Die viel entscheidendere Frage ist jedoch: Wieso ausgerechnet jetzt? Wochenlang hat das Hurricane und Southside seine Community mit einem provisorischen Balken an der Headline-Front hingehalten, um ihn dann jetzt durch Marteria zu ersetzen. Hat man in der Zwischenzeit nicht die Gelegenheit gehabt, diesen Slot anders (man stelle sich bloß vor, vielleicht sogar mit einem Act mit weiblicher Beteiligung) zu besetzen? Oder war Marteria bereits gebucht? Wieso hat man ihn dann nicht ausgeladen sondern mit der Ankündigung bis zum schlecht möglichsten Zeitpunkt gewartet? Fragen über Fragen, die das interne Festival-Team wohl nur selbst beantworten kann. Zum jetzigen Zeitpunkt wirkt es leider eher so, als hätten sie sich diese nicht mal gestellt, was die Sache kein Stück besser macht. Wirklich nicht. Wenn’s nach mir ginge, hätte der Balken ruhig da stehen bleiben können. 

Wahrscheinlich haben hier, wie so oft, wirtschaftliche Interessen moralische geschlagen. Wobei das bei der Act-Größe und dem zu vergebenden Slot auch nicht ganz hinkommen kann; bei allem Respekt. Noch viel grotesker ist vor diesem Hintergrund der Fakt, dass die Schwester-Festivals vorletzte Woche „Gamechanger“ – einen Newcomer-Contest für FLINTA*-Acts auf dem Hurricane und Southside – vorgestellt haben. Da fällt einem wirklich nichts mehr zu ein. Hier ein passender Tweet unter der Marteria-Ankündigung, der es so ziemlich auf den Punkt bringt:

Nach all den unzähligen Debatten in diesem und letzten Jahr über geschlechtergerechte Line-Ups auf großen deutschen Festivals und dem Aufkommen von #Deutschrapmetoo und Niemand Muss Täter Sein, ist der Fall Marteria ein bitterer Realitätsbeleg: Es hat sich wenig geändert im Umgang mit potentiellen Tätern.

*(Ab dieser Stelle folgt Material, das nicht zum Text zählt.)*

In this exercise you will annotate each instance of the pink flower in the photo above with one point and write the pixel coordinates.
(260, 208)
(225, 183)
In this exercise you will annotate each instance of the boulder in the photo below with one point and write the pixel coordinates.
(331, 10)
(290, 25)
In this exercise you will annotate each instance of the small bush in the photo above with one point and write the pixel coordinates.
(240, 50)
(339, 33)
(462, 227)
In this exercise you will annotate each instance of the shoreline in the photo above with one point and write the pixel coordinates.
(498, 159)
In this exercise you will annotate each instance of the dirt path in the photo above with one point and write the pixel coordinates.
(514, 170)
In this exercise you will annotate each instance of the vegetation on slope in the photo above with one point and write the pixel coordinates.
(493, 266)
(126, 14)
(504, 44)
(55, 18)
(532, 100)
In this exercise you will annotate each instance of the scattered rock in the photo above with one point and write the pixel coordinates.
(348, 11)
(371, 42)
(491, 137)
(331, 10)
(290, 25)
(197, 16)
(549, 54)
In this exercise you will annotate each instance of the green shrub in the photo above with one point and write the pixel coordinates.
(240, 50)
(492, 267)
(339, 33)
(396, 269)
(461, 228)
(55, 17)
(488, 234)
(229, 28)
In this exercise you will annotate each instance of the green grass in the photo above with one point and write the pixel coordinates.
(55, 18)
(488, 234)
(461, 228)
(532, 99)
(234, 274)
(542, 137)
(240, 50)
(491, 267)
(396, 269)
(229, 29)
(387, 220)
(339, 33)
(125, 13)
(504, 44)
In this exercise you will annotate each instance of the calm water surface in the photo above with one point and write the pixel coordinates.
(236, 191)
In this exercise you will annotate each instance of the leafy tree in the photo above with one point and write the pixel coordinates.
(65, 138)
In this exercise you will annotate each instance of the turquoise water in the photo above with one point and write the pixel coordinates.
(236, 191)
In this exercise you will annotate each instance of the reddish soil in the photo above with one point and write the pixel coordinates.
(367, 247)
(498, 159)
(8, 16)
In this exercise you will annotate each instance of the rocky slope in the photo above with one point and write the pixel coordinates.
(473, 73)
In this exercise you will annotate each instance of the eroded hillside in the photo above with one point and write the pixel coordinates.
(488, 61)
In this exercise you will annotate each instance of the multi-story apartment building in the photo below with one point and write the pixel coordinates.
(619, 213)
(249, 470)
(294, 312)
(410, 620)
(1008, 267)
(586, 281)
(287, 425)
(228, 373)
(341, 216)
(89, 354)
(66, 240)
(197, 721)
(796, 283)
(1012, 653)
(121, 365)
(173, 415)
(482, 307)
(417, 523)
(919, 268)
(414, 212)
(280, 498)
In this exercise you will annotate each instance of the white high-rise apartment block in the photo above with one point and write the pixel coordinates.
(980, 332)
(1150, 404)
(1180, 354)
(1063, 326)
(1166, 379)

Im Zweifel darf man(n) sich sogar erkenntlich zeigen, weiterhin die größten Bühnen des Landes bespielen zu dürfen. Konsequenzen gibt es keine. Es muss sich einiges ändern – im Booking und in der Moral großer deutscher Festivals. Denn so wie es jetzt ist, darf es auf keinen Fall bleiben. 

Kein Herz für Täter

Ich kann mir kaum vorstellen, dass in dieser Sache bereits das letzte Wort gesprochen ist. Und sollte es doch so sein, muss ich mich wohl mit der ernüchternden Erkenntnis abfinden, dass die Bubble in der ich mich bewege im Vergleich zu den Big Playern der Branche eben nur das ist: eine Bubble. Grüße auch an die Weltverbesserer von den Toten Hosen. Euer Herzchen hättet ihr euch unter Marterias Post wirklich sparen können. Danke für gar nichts. Schon erstaunlich, dass ein derart schwammiges Statement dafür ausreicht, die Vorwürfe für so viele Außenstehende zunichte zu machen. Zum Abschluss möchte ich gerne einen der wenigen Kommentare zitieren, dem ich guten Gewissens voll und ganz zustimmen kann: „Es ist keine Privatsache, wenn es zu Gewalt im Streit kommt.“

P.S.: Volle Solidarität mit allen Betroffenen häuslicher, emotionaler und sexualisierter Gewalt. Unabhängig dieses Artikels immer und überall.